Не держать зла на судьбу и людей

  • 17 июня 2013 |

История двести вторая

Франко говорит без пауз и отдыха – два часа подряд. И это не монотонно отрепетированный рассказ о столетней жизни: он отвлекается, припоминает подробности, часто шутит. Особенно над своей удачливостью.

После первого и самого жуткого концлагеря Аушвитц его перевели в Нойенгамме, а потом отправили в Дахау, где он почувствовал себя просто как на курорте. Здесь даже шпек иногда давали – полагалась порция в 40 граммов, но поскольку каждый уважающий себя фашистский снабженец уходил со службы с солидным шматом сала подмышкой, то заключенные получали меньше.

«Конечно, шпек – это не кошерно, но скажите: смогли бы вы отказаться от любой еды в третьем по счету концлагере? Я – не мог. Но только долго это не длилось. Мне объявили, что евреям пребывание в Дахау не полагается. И отправили меня попытать моего еврейского счастья в Бухенвальд».

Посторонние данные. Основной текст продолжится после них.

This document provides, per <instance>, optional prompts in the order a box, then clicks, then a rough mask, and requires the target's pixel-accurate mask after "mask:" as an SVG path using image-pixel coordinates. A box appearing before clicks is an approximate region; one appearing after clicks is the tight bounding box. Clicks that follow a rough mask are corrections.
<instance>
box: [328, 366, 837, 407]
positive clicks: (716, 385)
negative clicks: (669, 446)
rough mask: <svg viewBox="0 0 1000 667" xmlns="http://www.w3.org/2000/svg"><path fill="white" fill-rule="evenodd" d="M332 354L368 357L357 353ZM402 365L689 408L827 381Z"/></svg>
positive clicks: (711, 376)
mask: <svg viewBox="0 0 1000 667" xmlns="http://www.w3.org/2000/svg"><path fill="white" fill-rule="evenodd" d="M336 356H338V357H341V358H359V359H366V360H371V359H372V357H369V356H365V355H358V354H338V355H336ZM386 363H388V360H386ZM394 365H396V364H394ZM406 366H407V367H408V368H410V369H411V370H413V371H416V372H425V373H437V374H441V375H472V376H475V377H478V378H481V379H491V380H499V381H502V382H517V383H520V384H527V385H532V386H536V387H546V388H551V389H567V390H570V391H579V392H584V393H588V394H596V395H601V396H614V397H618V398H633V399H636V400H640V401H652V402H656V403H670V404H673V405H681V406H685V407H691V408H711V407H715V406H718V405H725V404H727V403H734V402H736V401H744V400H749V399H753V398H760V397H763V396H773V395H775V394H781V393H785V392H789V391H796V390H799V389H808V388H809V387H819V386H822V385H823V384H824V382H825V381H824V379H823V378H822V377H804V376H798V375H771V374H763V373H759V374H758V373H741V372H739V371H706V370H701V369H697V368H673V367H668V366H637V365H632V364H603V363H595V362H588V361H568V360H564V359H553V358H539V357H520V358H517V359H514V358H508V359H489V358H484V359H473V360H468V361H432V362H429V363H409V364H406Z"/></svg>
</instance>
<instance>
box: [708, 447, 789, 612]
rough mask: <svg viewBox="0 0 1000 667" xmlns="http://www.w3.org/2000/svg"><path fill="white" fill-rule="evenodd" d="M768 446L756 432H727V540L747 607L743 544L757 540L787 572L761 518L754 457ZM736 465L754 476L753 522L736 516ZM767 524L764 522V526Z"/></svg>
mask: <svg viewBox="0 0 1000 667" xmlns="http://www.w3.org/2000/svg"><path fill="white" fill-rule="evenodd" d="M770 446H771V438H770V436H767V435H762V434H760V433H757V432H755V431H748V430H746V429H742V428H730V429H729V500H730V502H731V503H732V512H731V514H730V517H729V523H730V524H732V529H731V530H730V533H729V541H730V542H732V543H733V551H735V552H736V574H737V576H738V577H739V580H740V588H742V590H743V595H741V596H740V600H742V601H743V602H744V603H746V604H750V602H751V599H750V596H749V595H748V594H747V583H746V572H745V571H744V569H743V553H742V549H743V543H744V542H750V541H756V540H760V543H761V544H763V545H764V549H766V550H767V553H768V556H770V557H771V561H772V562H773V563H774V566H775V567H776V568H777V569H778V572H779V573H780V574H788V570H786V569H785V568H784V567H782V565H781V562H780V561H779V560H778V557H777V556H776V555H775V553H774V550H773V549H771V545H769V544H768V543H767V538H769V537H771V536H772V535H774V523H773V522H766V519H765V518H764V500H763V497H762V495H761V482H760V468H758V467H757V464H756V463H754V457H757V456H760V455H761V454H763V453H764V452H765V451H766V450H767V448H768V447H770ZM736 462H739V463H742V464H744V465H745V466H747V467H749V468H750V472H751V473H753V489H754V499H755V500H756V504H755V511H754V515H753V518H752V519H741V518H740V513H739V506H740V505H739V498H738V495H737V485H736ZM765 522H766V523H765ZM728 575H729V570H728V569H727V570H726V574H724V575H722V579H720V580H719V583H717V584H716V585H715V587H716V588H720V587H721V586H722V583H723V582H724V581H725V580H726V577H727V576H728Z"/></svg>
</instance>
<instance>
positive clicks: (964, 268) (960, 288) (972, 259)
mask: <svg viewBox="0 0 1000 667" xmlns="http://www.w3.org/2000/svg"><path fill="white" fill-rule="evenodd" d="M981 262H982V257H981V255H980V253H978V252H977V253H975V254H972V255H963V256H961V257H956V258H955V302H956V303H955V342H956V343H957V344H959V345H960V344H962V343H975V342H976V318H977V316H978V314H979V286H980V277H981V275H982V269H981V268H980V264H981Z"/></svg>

К тому времени Франко Вальдорн был так слаб, что мог упасть в сон, как в обморок, в любое время суток и в любом положении, если не требовалось махать киркой или лопатой. Дорога в Бухенвальд оказалась долгой, к тому же километров за пять до лагеря заключенных выгрузили и объявили: дальше пешком. В гору.

Он не помнит, как шел. Думал, что вообще не дойдет. Помнит, что нес в руках ботинки, потому что это было самое дорогое его имущество – без них на работах не выжить. Падал, сбивал ноги и колени о камни в кровь и все равно поднимался. Добрел до Бухенвальда с температурой под сорок и поплелся в барак. Ему указали на третью полку.

«Сил забраться туда у меня все равно не было. Я понимал, что либо залезу, либо окажусь на полу и, как следствие – в крематории. Третьего по законам KZ просто не дано. Я рухнул на чью-то нижнюю полку и сказал: мне все равно! Хотите – сбросьте меня вниз. Не сбросили».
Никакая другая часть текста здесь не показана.